Con il respiro ancora affannato prendo posto su una panchina, davanti al via e vai delle persone che escono dalla piccola ma famosa pasticceria di Manhattan, purtroppo sempre affollata. L'odore di dolciumi arriva fino al mio olfatto, ma nemmeno esso riesce a distrarmi dagli ultimi avvenimenti che hanno ribaltato le carte in tavola, ancora una volta.

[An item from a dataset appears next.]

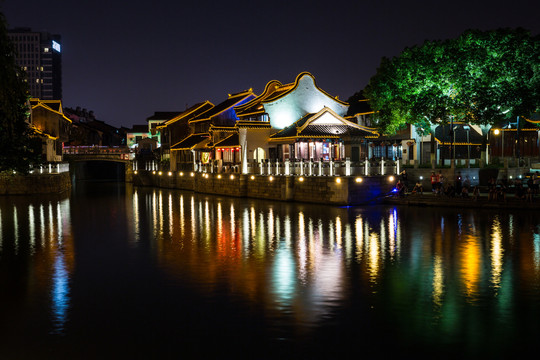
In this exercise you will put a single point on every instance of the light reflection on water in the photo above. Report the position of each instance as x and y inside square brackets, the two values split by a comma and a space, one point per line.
[440, 277]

Delle lacrime minacciano di rigarmi di nuovo le gote, ma le ricaccio, costringendomi a mostrarmi forte anche quando vorrei sprofondare nella più totale disperazione, lì dove non hai più aspettative per le azioni future. Rimani bloccato nel passato, circondato da un filo spinato che non ti permette di lasciare la gabbia passata alle spalle per vivere il presente.

Chiudo gli occhi, stringendomi in me stessa, urlando mentalmente al mio cervello di smetterla di pensare a ogni singolo momento della giornata, unito ai ricordi di un paio di settimane fa, quando sono atterrata a Manhattan, fino ad arrivare alle immagini di anni indietro.

Sento qualcuno sedersi accanto a me, sulla panchina, strappandomi dal buio creato dalla mia testa fin troppo incasinata.

Non impiego più di qualche secondo a intuire chi è la persona al mio fianco: il suo sguardo trapassa la mia pelle, alla ricerca di ferite interne appena inflitte. Un sospiro rumoroso, che fa intendere l'angustia e rabbia che prova, riesce ad attirare la mia attenzione.

Il castano al mio fianco mi osserva, mentre con una mano si aggiusta il ciuffo, ricaduto sulla fronte. Il suo petto si alza e abbassa ritmicamente, come se avesse corso per arrivare da me. Maschero il mio accenno di sorriso, schiarendomi la voce.

≪Che cosa ci fai qui?≫

I suoi occhi indugiano sulle mie labbra. ≪Ti ho seguita per vedere come stessi. Quello che ha detto James...≫, prende un profondo respiro, indurendo il tono di voce, ≪cazzo, il mio autocontrollo già precario stava per crollare definitivamente, ma vedere te correre via mi ha indotto a seguirti, invece che stare dietro a tuo fratello.≫

Noto la smorfia infastidita che ha nel pronunciare il nome di James, e il senso di colpa arriva più agguerrito di prima.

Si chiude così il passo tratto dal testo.